Power restoration underway after nationwide blackout in Pakistan, government says

ISLAMABAD: A massive power outage across Pakistan on Monday affected most of the country’s 220 million people, including in major cities like Karachi and Lahore, but with communities in the dark, authorities reported that a restoration of electricity had begun.
Pakistan’s power system is a complex and delicate network, where problems can quickly escalate.
The latest outage was caused by a national grid outage around 7:30 a.m. (02:30 GMT), linked to a cost-cutting measure as the country’s economy struggles.
Khurram Dastgir, Minister of Energy Khan said in a video statement that the hope was to restore power across the country by Monday evening.
At night, he took to Twitter to assure Pakistanis that power was gradually returning.
“We have started to restore electricity throughout the country,” he posted.
The minister tweeted that power had returned to the center of the capital Islamabad and to Gujranwala, a town about 200 kilometers (125 miles) to the southeast.
Khan also retweeted a user who said there is now “light in Lahore”, Pakistan’s second most populous city with over 10 million people.
A frequency variation on the national network caused the cut, the generators being started early in the morning.
The units had been temporarily shut down at night to save fuel, Khan told media earlier.
Localized power outages are common in Pakistan, and hospitals, factories and government institutions are often powered by private generators. The machines, however, are beyond the means of most citizens and small businesses.
In parts of northern Pakistan, temperatures were expected to drop below zero overnight, with the supply of natural gas – the most common heating method – also unreliable due to load shedding.
The economy is already hampered by runaway inflation, a falling rupee and extremely low foreign exchange reserves, with the power cut putting additional pressure on small businesses.

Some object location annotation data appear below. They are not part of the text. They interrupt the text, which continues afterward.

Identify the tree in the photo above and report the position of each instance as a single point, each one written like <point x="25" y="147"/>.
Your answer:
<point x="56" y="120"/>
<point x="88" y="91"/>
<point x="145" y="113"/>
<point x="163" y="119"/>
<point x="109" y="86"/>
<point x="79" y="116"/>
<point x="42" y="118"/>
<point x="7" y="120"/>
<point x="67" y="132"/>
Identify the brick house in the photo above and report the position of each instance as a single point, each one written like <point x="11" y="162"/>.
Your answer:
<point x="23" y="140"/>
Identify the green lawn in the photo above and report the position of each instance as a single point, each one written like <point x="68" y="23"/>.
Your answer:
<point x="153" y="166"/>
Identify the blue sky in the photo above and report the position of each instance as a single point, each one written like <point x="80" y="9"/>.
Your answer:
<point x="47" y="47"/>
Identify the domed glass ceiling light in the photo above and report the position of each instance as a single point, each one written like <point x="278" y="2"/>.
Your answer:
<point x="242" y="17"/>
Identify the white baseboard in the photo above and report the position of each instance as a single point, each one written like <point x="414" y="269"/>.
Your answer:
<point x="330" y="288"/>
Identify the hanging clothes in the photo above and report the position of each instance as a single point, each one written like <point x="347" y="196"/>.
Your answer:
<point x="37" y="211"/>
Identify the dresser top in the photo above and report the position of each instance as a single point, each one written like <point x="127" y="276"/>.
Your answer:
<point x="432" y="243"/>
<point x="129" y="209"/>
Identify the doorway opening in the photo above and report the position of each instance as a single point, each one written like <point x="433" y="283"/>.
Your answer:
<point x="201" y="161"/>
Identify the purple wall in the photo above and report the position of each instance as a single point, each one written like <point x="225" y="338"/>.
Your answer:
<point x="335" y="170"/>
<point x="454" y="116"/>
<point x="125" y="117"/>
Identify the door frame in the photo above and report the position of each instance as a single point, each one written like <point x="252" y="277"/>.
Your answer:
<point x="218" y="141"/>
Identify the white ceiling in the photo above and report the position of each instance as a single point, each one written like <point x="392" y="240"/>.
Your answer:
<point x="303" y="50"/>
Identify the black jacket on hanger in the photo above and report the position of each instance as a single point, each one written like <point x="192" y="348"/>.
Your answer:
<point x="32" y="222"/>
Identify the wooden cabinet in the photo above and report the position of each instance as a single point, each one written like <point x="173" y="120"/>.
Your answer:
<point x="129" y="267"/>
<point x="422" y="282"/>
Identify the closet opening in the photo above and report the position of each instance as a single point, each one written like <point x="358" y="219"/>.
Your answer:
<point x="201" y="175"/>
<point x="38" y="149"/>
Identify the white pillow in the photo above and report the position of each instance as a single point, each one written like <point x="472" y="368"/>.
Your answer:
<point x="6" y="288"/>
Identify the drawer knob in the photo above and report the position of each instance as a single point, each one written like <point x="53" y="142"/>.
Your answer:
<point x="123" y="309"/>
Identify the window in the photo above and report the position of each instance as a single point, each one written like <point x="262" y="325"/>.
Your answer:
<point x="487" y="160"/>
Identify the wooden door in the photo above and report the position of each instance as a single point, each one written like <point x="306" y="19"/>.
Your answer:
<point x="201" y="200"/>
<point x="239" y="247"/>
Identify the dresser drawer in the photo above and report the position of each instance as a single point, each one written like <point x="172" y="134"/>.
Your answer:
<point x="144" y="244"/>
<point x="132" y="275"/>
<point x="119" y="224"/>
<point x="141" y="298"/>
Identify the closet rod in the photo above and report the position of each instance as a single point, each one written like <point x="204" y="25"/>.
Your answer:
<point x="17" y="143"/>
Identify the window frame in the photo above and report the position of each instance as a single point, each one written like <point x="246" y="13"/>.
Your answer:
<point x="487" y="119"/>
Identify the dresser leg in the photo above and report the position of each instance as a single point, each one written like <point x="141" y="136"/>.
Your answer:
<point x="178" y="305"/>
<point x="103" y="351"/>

In the garrison town of Rawalpindi, a household goods merchant Sheikh Muhammad Iftikhar71, said he was unable to demonstrate electronics to browsing customers.
“Customers never buy without testing first,” he said. “We’re all sitting around doing nothing.”
Schools mostly continued either in darkness or using battery-powered lighting.
A trader in the southern port city of Karachi, where temperatures are higher, told AFP he was worried his entire stock of dairy products would spoil without refrigeration.
Printer Khurrum Khan39, said orders were piling up due to the power outage.
The unreliability of power is “a permanent curse that our governments have failed to overcome”, he complained.
Karachi, with a population of over 15 million, and Lahore, both remained largely without power as night fell.
Mobile phone services were also interrupted following the outage, the Telecommunications Authority of Pakistan tweeted.
A similar outage in January 2021 affected the whole country, after an outage occurred in southern Pakistan, causing the national transmission system to trip.